2.3. Zurückweisung nach einem einzigen Bescheid
In T 802/97 hielt die Kammer Folgendes fest: Wenn die Prüfungsabteilungen Art. 96 (2) EPÜ 1973 anwenden, um zu entscheiden, ob sie dem Anmelder eine weitere Gelegenheit zur Einreichung von Stellungnahmen oder Änderungen geben wollen, bevor sie die Anmeldung nach einem einzigen amtlichen Bescheid zurückweisen, sollten sie der in den damals geltenden Richtlinien beschriebenen Praxis folgen und den Anmelder, der einen ernst zu nehmenden Versuch gemacht hat, sich mit den Einwänden des Prüfers auseinanderzusetzen, zuvor warnend darauf hinweisen, z. B. durch einen Anruf oder einen kurzen weiteren Bescheid, dass die Anmeldung zurückgewiesen werden wird, wenn nicht überzeugendere neue Argumente oder geeignete Änderungen innerhalb einer bestimmten Frist vorgelegt werden. Die Kammer hielt Folgendes fest: Nur wenn sich der Anmelder nicht ernsthaft mit den Einwänden befasst hat, die die Prüfungsabteilung in ihrem ersten Bescheid erhoben hat, sollte diese eine sofortige Zurückweisung der Anmeldung ins Auge fassen. Dies sollte jedoch die Ausnahme bleiben. S. auch T 89/93, T 201/98, T 587/02.
In T 201/98 erkannte die Kammer an, dass die Erwiderung des Beschwerdeführers auf den einzigen Bescheid im vorliegenden Fall einen redlichen Versuch darstellte, sich mit den Einwänden der Prüfungsabteilung auseinanderzusetzen. Nach ständiger Rechtsprechung der Beschwerdekammern überschreitet eine Prüfungsabteilung ihr Ermessen jedoch mit einer sofortigen Zurückweisung nicht, sofern ihre Entscheidung Art. 113 (1) EPÜ 1973 genügt, d. h. auf Gründe gestützt wird, zu denen der Beschwerdeführer sich äußern konnte, s. T 84/82 (ABl. 1983, 451) und T 300/89 (ABl. 1991, 480). Nach Auffassung der Kammer war die Entscheidung der Prüfungsabteilung vorliegend auf Gründe gestützt, zu denen der Beschwerdeführer sich hatte äußern können (Art. 113 (1) EPÜ 1973).

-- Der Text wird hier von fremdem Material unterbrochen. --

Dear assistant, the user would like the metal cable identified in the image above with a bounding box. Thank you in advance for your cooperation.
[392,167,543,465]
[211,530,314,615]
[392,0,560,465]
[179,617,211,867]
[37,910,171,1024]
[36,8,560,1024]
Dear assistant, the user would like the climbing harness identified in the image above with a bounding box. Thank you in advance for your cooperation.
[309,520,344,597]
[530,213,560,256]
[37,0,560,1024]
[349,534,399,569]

In T 1002/03 entschied die Kammer, dass im vorliegenden Fall kein besonderer Warnhinweis im amtlichen Bescheid erforderlich war (dass der nächste Schritt die Zurückweisung der Patentanmeldung sein könnte). Die angefochtene Entscheidung war im Wesentlichen mit denselben Argumenten begründet worden, die bereits im IPER aufgeführt waren und zu denen der Anmelder sich hatte äußern können. Folglich war das rechtliche Gehör des Anmelders (Art. 113 (1) EPÜ) nicht verletzt, und die Prüfungsabteilung hatte, als sie die Anmeldung nach einem einzigen Bescheid zurückwies, ihr Ermessen nicht auf unangemessene Weise ausgeübt (s. auch T 1969/07).

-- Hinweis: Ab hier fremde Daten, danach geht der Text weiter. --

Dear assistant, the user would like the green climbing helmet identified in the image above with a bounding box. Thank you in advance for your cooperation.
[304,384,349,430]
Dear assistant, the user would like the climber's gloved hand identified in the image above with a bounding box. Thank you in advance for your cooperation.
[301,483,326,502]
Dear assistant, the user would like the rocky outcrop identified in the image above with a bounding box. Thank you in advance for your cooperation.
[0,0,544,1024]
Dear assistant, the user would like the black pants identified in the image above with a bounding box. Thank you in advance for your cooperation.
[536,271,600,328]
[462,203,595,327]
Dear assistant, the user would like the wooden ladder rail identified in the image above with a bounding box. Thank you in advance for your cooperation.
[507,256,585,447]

In T 1388/10 argumentierte der Beschwerdeführer, dass die Antwort des Anmelders jedoch einen ernsthaften ("bona fide") Versuch darstellte, die Einwände der Prüfungsabteilung zu beseitigen und, dass die Anmeldung daher nicht ohne eine weitere "Warnung" an den Anmelder hätte zurückgewiesen werden dürfen. Dazu bemerkte die Kammer, dass die Richtlinien im Gegensatz zum EPÜ und seiner Ausführungsordnung keine Rechtsvorschriften darstellen. Die Kammer stellte fest, dass bei der Überprüfung von Entscheidungen der Prüfungsabteilungen die Beschwerdekammer nicht beurteilt, ob die Prüfungsabteilung nach den Richtlinien gehandelt hat, sondern ob bei der Handhabung des Ermessens die durch das EPÜ und die Ausführungsordnung gesetzten Grenzen eingehalten worden sind. Nach Auffassung der Kammer hat die Prüfungsabteilung bei ihrer Entscheidung, im vorliegenden Fall, nach dem ersten Prüfungsbescheid keinen weiteren Bescheid nach Art. 94 (3) EPÜ zu erlassen, innerhalb der Grenzen des ihr zustehenden Ermessens gehandelt. Die Kammer konnte darin keine fehlerhafte Ausübung des Ermessens erkennen.